The sentimentality of Mother’s Day is heightened for me this year as it’s my first one being a mom. My baby daughter has given me a new found appreciation for my own mother who raised three of us girls with much grace and heaps of love. Growing up, we had a couple of Mary Cassatt prints in our bathroom and they perfectly mirrored what transpired in that space everyday when we were little. The evening bathing ritual of a mother fastidiously, yet oh-so-gently, washing the day’s dirt off her small child with stories and songs woven in. While maternal imagery is abundant in art history, think the Madonna and child, we are rarely treated to the theme of mothers and daughters. Fortunately for us, Cassatt captured on canvas many tender moments depicting mothers and daughters during the Impressionist movement.
Motherhood is not idealized in Cassatt’s works, the subjects’ hands look worn while involved in the most ordinary scenes of daily life. Inspired by the fondness of her nieces and nephews and a renewed cultural interest in child rearing, Cassatt created a new genre of painting for mothers and children outside of commissioned portraiture. The late 19th century was a time of child rights reform and we see Cassatt’s championing of that in her depictions of modern female figures, upper and working class alike, making an effort to protect their children through everyday actions.
Her dominant placement of mother and child, filling up the entire composition, was inspired by photography and Japanese wood-cuts. Cassatt often molded the mother-daughter duo into an aesthetically delightful unit using color, form and shape to present us with powerful imagery of maternal nurturing. Much like Japanese wood-cuts, the perspective of her pieces have unusual angles and we’re thrust into the work using the subject’s point-of-view.
Japanese decorative works were à la mode in Paris at the time Cassatt lived in France. Their heavy influence on her pieces is most evident in The Boat Party.
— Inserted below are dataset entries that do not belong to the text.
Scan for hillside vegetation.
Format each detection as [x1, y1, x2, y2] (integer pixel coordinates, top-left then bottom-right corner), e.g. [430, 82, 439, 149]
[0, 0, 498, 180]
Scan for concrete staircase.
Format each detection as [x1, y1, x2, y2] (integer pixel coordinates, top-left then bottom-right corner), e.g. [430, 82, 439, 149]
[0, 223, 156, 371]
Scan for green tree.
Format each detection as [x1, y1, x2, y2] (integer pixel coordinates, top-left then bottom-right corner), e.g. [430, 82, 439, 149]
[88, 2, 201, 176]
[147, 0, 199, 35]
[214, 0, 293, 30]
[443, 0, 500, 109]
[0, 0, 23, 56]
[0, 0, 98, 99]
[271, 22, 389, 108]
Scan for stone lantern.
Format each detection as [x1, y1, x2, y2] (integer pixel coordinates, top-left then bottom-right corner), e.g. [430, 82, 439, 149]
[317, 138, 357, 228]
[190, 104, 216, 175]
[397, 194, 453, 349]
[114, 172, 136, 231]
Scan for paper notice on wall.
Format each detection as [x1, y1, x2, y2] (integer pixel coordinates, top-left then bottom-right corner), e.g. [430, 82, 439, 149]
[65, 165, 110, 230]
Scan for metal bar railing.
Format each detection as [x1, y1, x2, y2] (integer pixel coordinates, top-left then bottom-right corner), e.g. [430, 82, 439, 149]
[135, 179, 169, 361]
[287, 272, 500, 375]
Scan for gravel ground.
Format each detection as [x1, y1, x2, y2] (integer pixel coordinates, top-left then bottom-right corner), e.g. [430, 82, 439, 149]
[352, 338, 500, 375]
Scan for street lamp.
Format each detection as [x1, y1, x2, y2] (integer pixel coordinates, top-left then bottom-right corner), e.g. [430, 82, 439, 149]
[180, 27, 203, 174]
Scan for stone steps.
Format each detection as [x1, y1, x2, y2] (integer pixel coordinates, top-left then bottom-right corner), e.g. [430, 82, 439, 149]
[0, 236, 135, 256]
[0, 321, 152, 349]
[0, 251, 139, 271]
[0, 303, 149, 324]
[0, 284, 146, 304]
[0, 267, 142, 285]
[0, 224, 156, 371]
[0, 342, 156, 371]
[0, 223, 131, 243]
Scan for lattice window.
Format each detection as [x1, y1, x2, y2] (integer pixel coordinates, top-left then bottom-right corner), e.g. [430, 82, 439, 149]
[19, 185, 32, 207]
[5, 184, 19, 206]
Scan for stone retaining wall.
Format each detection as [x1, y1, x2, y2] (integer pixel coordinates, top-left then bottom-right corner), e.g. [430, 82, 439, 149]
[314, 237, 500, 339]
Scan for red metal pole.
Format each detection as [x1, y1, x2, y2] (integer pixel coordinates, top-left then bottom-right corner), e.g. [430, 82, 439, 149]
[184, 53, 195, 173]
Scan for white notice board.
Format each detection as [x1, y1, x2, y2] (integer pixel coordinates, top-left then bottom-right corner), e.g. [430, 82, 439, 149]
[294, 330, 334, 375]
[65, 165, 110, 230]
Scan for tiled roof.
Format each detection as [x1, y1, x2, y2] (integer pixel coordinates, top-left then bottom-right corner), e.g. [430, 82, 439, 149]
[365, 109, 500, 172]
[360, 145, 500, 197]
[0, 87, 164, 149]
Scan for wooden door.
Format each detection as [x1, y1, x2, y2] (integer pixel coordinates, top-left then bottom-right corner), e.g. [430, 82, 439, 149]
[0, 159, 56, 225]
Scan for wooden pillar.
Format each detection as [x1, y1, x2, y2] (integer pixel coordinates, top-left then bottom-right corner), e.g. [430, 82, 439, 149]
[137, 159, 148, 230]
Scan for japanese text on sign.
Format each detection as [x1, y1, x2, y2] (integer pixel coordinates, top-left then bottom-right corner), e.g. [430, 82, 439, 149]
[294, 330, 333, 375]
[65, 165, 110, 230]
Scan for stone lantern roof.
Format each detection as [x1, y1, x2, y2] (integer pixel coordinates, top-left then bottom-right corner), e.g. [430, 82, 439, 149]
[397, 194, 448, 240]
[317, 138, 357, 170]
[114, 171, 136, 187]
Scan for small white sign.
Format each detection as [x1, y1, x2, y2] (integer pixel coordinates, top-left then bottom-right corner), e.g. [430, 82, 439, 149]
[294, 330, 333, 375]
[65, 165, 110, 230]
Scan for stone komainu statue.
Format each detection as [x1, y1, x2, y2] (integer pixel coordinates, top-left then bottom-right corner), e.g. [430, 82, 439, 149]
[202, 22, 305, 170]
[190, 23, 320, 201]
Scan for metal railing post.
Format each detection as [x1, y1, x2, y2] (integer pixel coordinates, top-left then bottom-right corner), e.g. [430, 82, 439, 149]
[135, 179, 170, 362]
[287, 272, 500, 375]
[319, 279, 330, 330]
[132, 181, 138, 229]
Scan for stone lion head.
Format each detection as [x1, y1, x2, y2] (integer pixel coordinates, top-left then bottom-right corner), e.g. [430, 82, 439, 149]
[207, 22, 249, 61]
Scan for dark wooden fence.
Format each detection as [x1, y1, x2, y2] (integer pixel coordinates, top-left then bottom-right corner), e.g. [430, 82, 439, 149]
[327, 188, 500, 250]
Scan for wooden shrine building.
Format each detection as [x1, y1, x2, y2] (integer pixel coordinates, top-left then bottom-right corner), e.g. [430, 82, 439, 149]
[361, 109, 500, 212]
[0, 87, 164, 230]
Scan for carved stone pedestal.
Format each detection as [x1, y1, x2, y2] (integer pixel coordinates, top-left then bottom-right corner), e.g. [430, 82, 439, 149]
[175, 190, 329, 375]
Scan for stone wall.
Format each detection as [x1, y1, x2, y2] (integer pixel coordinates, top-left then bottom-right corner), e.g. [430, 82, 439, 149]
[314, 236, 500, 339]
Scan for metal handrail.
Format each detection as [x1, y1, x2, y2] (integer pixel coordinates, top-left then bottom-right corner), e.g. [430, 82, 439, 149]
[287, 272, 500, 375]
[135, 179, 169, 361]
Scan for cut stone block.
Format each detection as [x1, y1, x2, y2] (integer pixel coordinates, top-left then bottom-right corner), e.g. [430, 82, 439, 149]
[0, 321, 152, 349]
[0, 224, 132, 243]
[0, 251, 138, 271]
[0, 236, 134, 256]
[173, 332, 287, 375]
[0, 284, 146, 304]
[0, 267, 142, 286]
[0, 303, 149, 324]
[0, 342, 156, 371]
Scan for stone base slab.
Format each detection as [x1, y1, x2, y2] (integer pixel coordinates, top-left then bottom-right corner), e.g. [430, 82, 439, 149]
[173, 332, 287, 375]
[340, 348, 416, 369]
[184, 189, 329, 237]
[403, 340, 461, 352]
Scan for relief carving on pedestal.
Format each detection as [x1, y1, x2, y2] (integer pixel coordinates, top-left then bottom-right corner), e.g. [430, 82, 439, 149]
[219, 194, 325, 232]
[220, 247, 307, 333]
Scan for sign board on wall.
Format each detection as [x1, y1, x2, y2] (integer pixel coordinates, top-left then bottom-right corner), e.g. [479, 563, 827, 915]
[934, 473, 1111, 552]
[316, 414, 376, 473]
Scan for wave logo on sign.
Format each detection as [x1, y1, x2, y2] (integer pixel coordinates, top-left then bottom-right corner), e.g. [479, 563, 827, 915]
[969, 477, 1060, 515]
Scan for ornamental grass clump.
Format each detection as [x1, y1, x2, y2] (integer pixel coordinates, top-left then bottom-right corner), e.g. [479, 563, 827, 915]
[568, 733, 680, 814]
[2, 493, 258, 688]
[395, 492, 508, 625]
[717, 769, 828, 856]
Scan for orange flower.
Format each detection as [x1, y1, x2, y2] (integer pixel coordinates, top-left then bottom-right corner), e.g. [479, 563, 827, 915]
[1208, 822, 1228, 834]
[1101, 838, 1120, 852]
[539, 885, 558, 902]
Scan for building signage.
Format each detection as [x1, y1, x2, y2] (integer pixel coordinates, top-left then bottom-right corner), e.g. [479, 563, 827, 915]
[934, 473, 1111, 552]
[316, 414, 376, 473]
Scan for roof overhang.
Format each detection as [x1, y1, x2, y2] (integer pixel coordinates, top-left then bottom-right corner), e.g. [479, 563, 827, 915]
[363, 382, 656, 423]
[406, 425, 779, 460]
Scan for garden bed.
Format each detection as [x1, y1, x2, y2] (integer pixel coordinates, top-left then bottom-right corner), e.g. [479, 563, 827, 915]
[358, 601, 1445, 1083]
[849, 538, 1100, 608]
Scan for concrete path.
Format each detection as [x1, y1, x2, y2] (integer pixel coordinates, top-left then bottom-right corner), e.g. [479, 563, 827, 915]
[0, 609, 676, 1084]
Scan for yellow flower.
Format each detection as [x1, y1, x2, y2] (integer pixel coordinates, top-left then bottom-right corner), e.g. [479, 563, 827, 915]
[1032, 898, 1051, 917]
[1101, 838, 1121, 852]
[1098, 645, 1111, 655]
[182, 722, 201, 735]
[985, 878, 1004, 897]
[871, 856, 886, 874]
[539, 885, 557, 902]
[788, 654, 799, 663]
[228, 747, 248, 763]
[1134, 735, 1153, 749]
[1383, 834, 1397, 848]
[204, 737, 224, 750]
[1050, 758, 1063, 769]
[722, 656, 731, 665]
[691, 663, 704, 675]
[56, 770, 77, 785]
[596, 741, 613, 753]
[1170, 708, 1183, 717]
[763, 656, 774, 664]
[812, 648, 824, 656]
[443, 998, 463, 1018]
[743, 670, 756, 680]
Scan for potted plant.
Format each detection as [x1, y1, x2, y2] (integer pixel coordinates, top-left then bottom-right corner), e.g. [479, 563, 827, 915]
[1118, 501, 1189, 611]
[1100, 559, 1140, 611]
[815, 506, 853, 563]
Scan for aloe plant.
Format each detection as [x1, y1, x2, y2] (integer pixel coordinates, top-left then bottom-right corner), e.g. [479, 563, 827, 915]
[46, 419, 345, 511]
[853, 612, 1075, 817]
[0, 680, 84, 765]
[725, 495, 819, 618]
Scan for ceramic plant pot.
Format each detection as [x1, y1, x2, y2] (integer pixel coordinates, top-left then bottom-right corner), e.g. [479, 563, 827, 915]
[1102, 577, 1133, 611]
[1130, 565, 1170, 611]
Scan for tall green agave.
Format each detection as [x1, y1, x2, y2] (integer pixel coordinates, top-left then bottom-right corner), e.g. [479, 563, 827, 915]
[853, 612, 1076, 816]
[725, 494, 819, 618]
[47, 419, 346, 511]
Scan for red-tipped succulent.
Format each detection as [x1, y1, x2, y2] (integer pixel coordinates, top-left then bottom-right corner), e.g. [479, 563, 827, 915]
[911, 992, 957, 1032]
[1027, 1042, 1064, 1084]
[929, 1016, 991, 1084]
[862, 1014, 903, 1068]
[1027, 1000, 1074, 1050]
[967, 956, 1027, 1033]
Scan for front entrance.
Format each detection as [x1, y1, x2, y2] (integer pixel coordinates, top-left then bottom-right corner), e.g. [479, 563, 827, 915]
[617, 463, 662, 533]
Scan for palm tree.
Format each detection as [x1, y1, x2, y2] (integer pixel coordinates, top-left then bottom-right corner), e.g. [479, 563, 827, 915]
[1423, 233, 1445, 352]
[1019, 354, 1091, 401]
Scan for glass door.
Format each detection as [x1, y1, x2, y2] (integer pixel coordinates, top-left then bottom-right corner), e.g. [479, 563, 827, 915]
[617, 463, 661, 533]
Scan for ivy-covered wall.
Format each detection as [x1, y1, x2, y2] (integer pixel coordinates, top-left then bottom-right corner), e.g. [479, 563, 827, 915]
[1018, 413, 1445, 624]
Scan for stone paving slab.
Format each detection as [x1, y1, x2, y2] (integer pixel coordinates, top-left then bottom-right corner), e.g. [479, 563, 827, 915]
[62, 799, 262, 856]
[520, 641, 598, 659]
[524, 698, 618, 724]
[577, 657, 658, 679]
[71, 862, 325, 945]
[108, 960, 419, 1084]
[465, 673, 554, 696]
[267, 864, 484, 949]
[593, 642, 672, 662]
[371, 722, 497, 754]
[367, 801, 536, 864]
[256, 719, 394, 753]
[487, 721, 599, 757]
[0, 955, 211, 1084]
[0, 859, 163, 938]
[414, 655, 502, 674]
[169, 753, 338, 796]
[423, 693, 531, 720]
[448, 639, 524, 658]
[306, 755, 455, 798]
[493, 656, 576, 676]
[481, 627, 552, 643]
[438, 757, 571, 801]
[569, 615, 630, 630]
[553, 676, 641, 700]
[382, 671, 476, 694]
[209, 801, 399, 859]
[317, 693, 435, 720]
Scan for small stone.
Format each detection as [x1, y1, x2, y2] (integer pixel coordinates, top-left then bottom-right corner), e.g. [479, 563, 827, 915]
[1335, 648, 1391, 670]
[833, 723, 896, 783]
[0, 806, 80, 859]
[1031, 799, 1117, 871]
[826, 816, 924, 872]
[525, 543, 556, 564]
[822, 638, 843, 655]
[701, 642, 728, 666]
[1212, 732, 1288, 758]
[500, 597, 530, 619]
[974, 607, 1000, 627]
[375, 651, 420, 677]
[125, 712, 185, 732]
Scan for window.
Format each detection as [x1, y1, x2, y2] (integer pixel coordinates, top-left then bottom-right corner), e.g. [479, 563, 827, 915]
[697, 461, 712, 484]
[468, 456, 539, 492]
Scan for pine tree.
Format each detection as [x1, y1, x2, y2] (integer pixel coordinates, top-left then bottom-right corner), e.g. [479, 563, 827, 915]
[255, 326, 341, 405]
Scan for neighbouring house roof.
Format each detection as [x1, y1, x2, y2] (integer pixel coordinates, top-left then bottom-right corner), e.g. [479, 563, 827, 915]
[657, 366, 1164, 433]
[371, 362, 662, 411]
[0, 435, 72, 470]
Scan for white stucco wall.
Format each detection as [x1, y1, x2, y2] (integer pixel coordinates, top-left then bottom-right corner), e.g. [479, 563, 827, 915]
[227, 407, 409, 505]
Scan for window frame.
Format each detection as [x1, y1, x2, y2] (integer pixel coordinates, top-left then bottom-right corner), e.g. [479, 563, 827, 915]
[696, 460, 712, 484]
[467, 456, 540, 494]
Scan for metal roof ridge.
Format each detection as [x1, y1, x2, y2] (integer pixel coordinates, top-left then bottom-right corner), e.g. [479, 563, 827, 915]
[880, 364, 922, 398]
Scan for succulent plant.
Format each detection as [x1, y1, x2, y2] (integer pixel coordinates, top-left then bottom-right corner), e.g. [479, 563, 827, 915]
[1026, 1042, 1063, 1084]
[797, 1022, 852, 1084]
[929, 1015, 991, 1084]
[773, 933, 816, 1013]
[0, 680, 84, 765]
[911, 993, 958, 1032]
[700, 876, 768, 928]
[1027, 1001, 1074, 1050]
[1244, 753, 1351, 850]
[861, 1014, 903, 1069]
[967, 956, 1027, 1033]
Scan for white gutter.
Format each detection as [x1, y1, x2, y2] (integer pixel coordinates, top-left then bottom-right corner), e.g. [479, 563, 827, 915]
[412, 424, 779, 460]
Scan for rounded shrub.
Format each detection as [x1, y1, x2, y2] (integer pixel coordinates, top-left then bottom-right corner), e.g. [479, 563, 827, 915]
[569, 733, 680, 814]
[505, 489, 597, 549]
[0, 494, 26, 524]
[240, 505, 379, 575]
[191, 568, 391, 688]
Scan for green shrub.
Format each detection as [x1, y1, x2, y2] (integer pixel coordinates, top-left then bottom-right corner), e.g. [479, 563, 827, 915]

This ambitious painting was created to be the pièce de résistance of Cassatt’s first solo exhibition in the States in 1895. Boldly hued shapes come together making an almost abstract composition while patterned ensembles and textured water create a distinguished geometry most pleasing to the eye. A sliver for a horizon at the tippy top dwarfs any distance and we’re cajoled into looking down at the scene of a mother and baby being rowed ashore. Cassatt’s wealthy American contacts helped to make French avant-garde painting like this just as wildly popular in the US as it was in Paris.
Louisine Havemeyer, an American who purchased Young Mother Sewing in 1901, marveled: “Look at that little child that has just thrown herself against her mother’s knee, regardless of the result and oblivious to the fact that she could disturb ‘her mamma.’ And she is quite right, she does not disturb her mother. Mamma simply draws back a bit and continues to sew.” Cassatt captures all the nuances of the close mother and child relationship which is remarkable considering these two subjects were unrelated. Likely two models or friends of Cassatt, they serve as living props in this revolutionary take on the still-life genre.
In Summertime we again see models, a young woman and girl, posing as mother and daughter. Boats and ducks were a common scene for Mary Cassatt at her country home about an hour outside of Paris in Mesnil-Théribus. While summering there in 1894 she created a series of water-inspired paintings commemorating the outdoor splendor. The mother figure is dressed in genteel finery for the hot climate with a wide brimmed hat and white gloves. We see her daughter in a carefree shift dress, its strap falling, soaking up a leisurely summer afternoon; a simple moment commemorated in oils.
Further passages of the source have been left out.